There are already more than a million streamers worldwide. But with different accents, speaking speeds, and the use of specialized jargon, viewers can struggle to understand the content. In addition, when streamers want to reach a global audience, subtitles provide immense convenience. LiveCap, a software created by developer Hakase Shojo, was built to solve this exact problem. It generates subtitles in real time, supporting both Japanese and English to help viewers follow along and bridge language gaps.
While real-time subtitling might look straightforward, it comes with significant technical challenges in practice:
- Subtitles often lag behind the streamer's voice.
- Speech-to-text accuracy is easily affected by the environment and speaking style.
- Silent segments get pushed into the speech recognition model, wasting unnecessary resources.
To deliver a smoother, more reliable experience, LiveCap needed a better way to handle audio.

Evolution From Silence to Speech
Early versions of LiveCap relied on "silence detection", a technique that identified a pause in speech to determine the end of a sentence before sending the audio to the recognition model. The problem was the delay: subtitles could only begin generating after a pause, creating a frustrating gap between what the streamer said and what appeared on screen.
The solution was Voice Activity Detection (VAD). This technology continuously identifies human speech, a far more efficient approach. But even here, not all tools are created equal.
Initially, LiveCap used Silero VAD, but it would often cut off the ends of sentences and produce unnatural, confusing transcripts. After multiple tests and comparisons, Hakase shojo switched to the open-source project TEN VAD.
The results were remarkable. TEN VAD offered faster, more accurate detection and proved incredibly stable in Japanese environments. LiveCap fully replaced Silero VAD with TEN VAD, and the false detections dropped from a staggering 67% to under 5%.
How TEN VAD Empowered LiveCap
- More accurate speech detection: TEN VAD consistently and accurately detects human voice, even in challenging scenarios like the inflections of Japanese sentence endings, dramatically reducing false detections.
- Ultra-low latency: With its rapid response time, TEN VAD is a perfect fit for real-time applications. It sharply identifies speech start and end points, keeping subtitles almost perfectly in sync with the streamer’s voice and improving the viewing experience.

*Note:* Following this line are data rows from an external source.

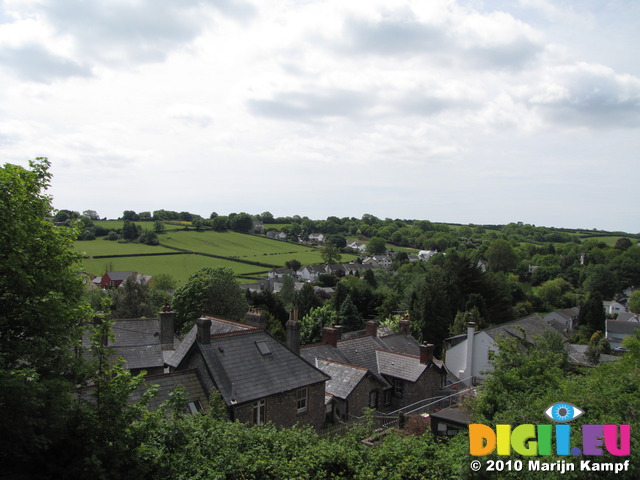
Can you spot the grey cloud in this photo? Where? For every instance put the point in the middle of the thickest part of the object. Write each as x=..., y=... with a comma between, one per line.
x=311, y=106
x=398, y=34
x=142, y=31
x=33, y=62
x=594, y=99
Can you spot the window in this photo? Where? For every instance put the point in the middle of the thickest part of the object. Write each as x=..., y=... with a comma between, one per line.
x=258, y=412
x=194, y=407
x=398, y=387
x=301, y=399
x=373, y=399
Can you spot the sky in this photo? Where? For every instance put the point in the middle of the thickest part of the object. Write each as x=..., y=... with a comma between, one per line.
x=471, y=112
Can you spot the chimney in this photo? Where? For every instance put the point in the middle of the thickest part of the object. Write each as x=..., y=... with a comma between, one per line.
x=293, y=332
x=204, y=331
x=426, y=353
x=405, y=326
x=468, y=371
x=330, y=336
x=167, y=322
x=371, y=328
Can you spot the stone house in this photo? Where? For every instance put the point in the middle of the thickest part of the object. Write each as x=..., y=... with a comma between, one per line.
x=259, y=379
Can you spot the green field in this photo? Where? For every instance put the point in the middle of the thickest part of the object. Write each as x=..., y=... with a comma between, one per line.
x=179, y=267
x=236, y=247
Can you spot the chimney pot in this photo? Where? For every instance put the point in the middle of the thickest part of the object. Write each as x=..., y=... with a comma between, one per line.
x=371, y=328
x=426, y=353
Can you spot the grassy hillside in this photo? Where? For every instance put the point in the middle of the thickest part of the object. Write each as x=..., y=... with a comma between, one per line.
x=236, y=248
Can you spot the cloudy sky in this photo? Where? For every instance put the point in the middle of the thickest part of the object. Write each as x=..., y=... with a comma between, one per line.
x=474, y=111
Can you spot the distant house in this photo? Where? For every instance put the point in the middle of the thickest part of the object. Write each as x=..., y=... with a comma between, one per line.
x=467, y=355
x=618, y=330
x=316, y=237
x=143, y=343
x=611, y=307
x=401, y=370
x=259, y=379
x=311, y=273
x=565, y=320
x=115, y=279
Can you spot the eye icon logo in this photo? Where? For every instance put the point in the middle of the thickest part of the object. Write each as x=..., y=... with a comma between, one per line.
x=563, y=412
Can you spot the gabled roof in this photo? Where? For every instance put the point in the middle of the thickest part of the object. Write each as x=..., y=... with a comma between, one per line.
x=218, y=326
x=621, y=327
x=137, y=341
x=530, y=327
x=398, y=365
x=344, y=378
x=167, y=382
x=249, y=365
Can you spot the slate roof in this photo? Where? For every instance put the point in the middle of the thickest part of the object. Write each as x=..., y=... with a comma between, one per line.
x=243, y=372
x=620, y=327
x=166, y=383
x=398, y=365
x=218, y=326
x=344, y=377
x=532, y=325
x=137, y=341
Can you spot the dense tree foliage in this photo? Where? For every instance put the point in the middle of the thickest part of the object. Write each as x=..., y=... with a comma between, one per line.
x=40, y=316
x=209, y=291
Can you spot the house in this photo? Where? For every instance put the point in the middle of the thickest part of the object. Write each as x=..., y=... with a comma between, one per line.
x=565, y=321
x=349, y=390
x=357, y=247
x=115, y=279
x=467, y=355
x=259, y=379
x=166, y=383
x=401, y=370
x=617, y=330
x=316, y=237
x=278, y=235
x=143, y=343
x=311, y=273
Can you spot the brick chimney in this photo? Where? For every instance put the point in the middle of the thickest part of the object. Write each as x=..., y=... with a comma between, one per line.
x=330, y=336
x=426, y=353
x=371, y=328
x=203, y=334
x=167, y=323
x=293, y=332
x=405, y=326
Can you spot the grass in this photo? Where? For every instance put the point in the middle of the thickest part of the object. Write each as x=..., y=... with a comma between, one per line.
x=180, y=267
x=233, y=245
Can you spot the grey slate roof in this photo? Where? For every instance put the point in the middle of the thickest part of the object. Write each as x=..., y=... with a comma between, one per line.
x=137, y=341
x=243, y=373
x=532, y=326
x=166, y=383
x=218, y=326
x=399, y=365
x=344, y=377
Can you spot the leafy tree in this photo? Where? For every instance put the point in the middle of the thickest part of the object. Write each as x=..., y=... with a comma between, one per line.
x=293, y=265
x=501, y=256
x=40, y=319
x=306, y=299
x=376, y=246
x=209, y=291
x=330, y=253
x=349, y=315
x=312, y=323
x=242, y=222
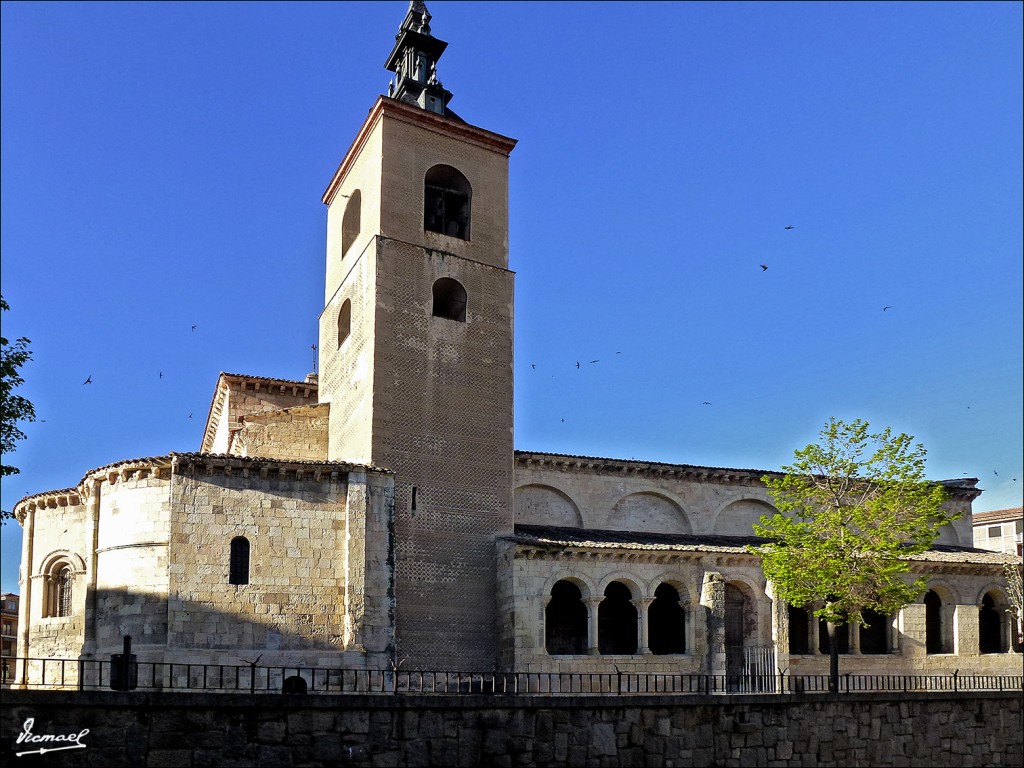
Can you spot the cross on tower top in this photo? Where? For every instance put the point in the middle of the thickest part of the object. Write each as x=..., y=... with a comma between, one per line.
x=414, y=59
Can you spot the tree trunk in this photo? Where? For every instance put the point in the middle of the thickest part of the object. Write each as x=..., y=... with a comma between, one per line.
x=833, y=658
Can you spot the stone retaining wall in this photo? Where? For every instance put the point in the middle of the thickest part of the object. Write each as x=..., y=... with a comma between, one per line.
x=194, y=729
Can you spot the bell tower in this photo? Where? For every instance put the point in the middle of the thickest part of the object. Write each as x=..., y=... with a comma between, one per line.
x=416, y=347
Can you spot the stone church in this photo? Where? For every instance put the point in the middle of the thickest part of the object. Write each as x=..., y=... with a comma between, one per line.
x=379, y=516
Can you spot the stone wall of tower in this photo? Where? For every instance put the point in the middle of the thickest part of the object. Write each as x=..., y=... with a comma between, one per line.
x=442, y=421
x=346, y=366
x=427, y=397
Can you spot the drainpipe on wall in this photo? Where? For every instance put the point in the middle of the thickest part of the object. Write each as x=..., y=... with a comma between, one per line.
x=25, y=603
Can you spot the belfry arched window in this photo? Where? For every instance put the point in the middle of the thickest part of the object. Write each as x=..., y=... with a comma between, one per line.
x=59, y=590
x=239, y=561
x=667, y=633
x=565, y=621
x=344, y=321
x=350, y=221
x=800, y=635
x=446, y=202
x=449, y=300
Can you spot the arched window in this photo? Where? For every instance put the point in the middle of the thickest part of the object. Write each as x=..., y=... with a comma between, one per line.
x=565, y=621
x=344, y=321
x=449, y=300
x=240, y=561
x=667, y=633
x=990, y=627
x=446, y=201
x=800, y=625
x=875, y=637
x=65, y=583
x=616, y=621
x=933, y=623
x=350, y=221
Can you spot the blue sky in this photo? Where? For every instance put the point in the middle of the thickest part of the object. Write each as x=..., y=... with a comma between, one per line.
x=163, y=164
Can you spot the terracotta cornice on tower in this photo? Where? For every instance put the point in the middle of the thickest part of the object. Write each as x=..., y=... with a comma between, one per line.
x=444, y=126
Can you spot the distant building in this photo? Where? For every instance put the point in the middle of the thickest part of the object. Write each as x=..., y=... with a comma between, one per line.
x=8, y=633
x=1000, y=530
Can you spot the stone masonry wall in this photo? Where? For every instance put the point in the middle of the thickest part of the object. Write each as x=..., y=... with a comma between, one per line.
x=186, y=729
x=297, y=433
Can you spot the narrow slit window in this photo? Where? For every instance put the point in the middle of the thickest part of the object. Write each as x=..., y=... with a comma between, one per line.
x=240, y=560
x=449, y=300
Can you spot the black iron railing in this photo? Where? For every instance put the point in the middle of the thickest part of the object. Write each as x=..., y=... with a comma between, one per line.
x=102, y=675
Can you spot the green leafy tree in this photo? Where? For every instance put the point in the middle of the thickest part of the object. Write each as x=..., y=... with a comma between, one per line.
x=853, y=510
x=13, y=408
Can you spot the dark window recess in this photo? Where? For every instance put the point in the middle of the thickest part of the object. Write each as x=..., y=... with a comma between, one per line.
x=350, y=221
x=875, y=637
x=667, y=633
x=616, y=621
x=449, y=300
x=933, y=623
x=989, y=629
x=565, y=621
x=240, y=561
x=800, y=641
x=446, y=201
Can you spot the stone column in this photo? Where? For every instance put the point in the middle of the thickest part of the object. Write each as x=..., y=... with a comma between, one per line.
x=25, y=607
x=713, y=600
x=592, y=645
x=91, y=565
x=642, y=605
x=913, y=621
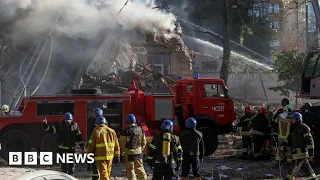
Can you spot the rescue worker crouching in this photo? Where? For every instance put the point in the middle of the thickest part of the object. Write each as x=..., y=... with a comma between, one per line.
x=165, y=153
x=193, y=149
x=105, y=146
x=93, y=167
x=68, y=135
x=302, y=144
x=283, y=130
x=132, y=144
x=245, y=128
x=259, y=125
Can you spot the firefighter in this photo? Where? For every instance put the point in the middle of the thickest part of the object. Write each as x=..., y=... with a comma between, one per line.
x=5, y=109
x=192, y=145
x=245, y=128
x=93, y=167
x=283, y=132
x=301, y=141
x=165, y=153
x=105, y=146
x=68, y=134
x=259, y=125
x=132, y=144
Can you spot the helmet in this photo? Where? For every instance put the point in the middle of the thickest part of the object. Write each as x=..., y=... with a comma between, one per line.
x=191, y=123
x=247, y=109
x=262, y=110
x=98, y=111
x=101, y=120
x=289, y=108
x=131, y=119
x=5, y=108
x=284, y=102
x=167, y=124
x=297, y=116
x=67, y=116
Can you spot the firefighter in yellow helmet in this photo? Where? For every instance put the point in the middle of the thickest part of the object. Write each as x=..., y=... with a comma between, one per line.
x=132, y=143
x=105, y=146
x=5, y=109
x=165, y=153
x=283, y=130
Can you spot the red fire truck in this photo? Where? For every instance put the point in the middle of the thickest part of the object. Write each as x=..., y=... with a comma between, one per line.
x=205, y=99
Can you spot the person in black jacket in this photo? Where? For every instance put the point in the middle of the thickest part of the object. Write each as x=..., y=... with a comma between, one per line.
x=93, y=167
x=165, y=153
x=192, y=146
x=259, y=125
x=68, y=135
x=301, y=142
x=245, y=128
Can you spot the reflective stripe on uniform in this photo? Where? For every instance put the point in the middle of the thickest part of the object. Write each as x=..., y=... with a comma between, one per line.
x=281, y=135
x=178, y=148
x=307, y=134
x=152, y=146
x=310, y=146
x=65, y=147
x=150, y=157
x=244, y=133
x=257, y=132
x=97, y=158
x=133, y=151
x=54, y=129
x=105, y=145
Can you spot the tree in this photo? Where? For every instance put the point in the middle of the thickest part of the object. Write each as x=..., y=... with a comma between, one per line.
x=287, y=66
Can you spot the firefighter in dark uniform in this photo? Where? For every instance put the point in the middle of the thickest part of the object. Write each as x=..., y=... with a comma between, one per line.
x=69, y=134
x=192, y=145
x=165, y=153
x=93, y=167
x=245, y=128
x=301, y=142
x=132, y=144
x=259, y=125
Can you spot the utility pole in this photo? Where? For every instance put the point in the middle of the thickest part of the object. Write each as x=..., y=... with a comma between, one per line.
x=224, y=71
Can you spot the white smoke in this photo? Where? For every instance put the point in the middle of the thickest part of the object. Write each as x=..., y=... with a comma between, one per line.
x=83, y=18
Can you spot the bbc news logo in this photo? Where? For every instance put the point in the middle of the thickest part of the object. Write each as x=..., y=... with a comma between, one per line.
x=46, y=158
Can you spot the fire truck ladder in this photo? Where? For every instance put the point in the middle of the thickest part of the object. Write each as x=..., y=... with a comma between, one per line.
x=149, y=72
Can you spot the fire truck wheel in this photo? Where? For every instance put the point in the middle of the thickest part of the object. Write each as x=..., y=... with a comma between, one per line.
x=49, y=143
x=210, y=139
x=14, y=141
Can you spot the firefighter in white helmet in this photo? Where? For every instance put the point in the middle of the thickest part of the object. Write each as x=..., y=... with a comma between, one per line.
x=5, y=109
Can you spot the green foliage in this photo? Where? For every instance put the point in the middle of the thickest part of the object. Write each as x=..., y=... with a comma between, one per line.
x=287, y=66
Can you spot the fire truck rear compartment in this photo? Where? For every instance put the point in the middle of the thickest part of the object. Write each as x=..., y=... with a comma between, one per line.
x=112, y=111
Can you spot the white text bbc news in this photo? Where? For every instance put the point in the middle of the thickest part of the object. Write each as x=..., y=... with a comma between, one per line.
x=47, y=158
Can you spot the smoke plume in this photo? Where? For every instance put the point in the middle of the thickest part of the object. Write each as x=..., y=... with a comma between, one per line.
x=82, y=18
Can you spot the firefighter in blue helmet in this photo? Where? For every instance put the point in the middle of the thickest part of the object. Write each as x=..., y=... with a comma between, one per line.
x=192, y=145
x=69, y=134
x=132, y=144
x=93, y=167
x=165, y=153
x=301, y=142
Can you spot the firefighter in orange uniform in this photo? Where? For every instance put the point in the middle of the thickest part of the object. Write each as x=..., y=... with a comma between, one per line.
x=132, y=143
x=105, y=146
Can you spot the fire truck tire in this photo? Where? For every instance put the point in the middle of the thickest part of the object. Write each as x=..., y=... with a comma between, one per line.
x=210, y=138
x=49, y=143
x=14, y=141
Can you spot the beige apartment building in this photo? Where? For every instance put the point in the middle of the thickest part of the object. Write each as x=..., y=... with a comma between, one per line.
x=288, y=22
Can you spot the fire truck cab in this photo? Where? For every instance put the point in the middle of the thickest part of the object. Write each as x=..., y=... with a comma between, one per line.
x=206, y=100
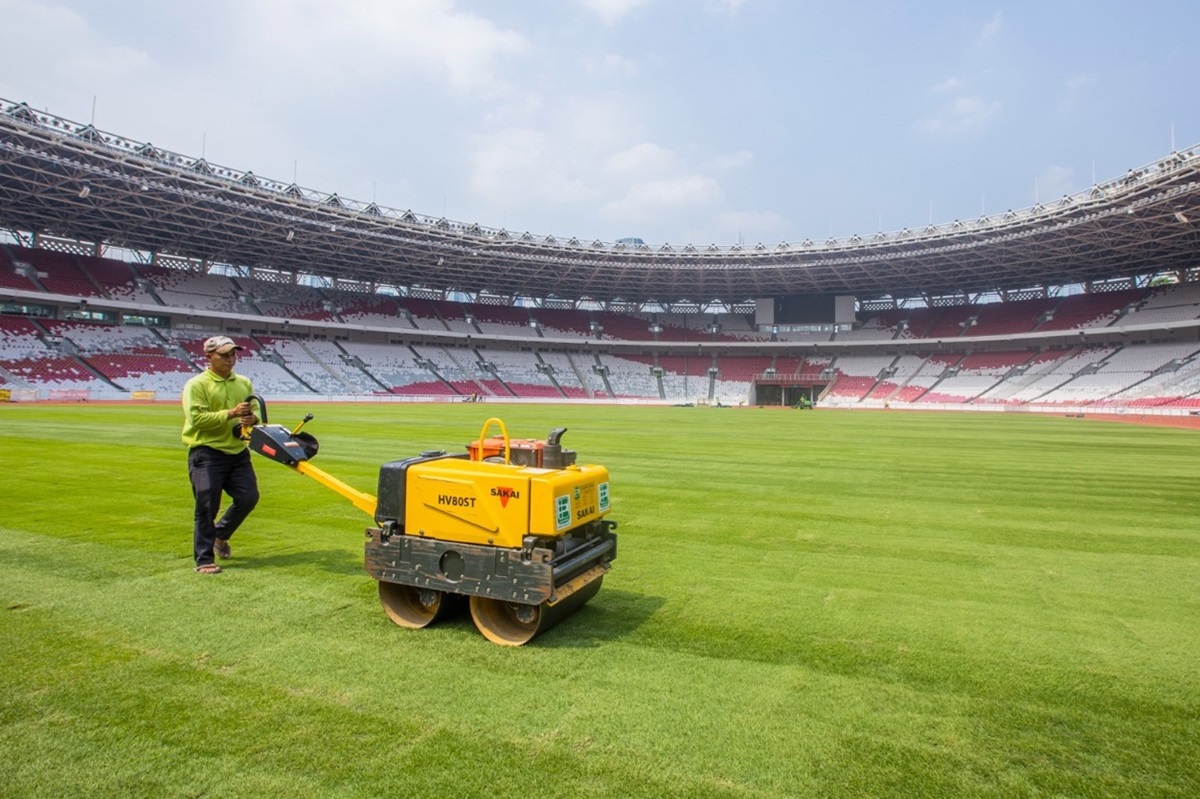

- Lightweight and resource-efficient: The model is compact and consumes minimal CPU and memory. By detecting silence and noise, it avoids wasting resources on irrelevant audio.
- Foundation for Downstream Tasks: LiveCap’s speech recognition model requires audio chunks under five seconds. TEN VAD helps by splitting longer speech into precise sub-segments, enabling more stable and accurate transcription in real time.
"By integrating TEN VAD, LiveCap achieved much more natural transcripts in Japanese, reducing user frustration and increasing trust in the product during live usage. " Hakase shojo commented. He also noted that VAD-related technical details are rarely discussed.
But as this story shows, these seemingly simple technical details often hold the key to boosting a product's performance. By openly sharing these behind-the-scenes stories, Hakase shojo is not only providing streamers with a powerful tool but also offering valuable insights to fellow voice AI developers: the right tool choice to match the scenario, is the fastest way to solve technical challenges.
Beyond Subtitles: A Foundational Technology
The power of TEN VAD extends far beyond live subtitling. Its benefits are applicable to a wide range of real-time voice scenarios:
- In AI customer service, it enables faster responses to customer inquiries.
- In AI Tutor, it can accurately detect even the briefest, most hesitant utterances from a user.
In short, TEN VAD is a foundational capability for building real-time voice applications—whether for live streaming, conversational AI, or voice agents.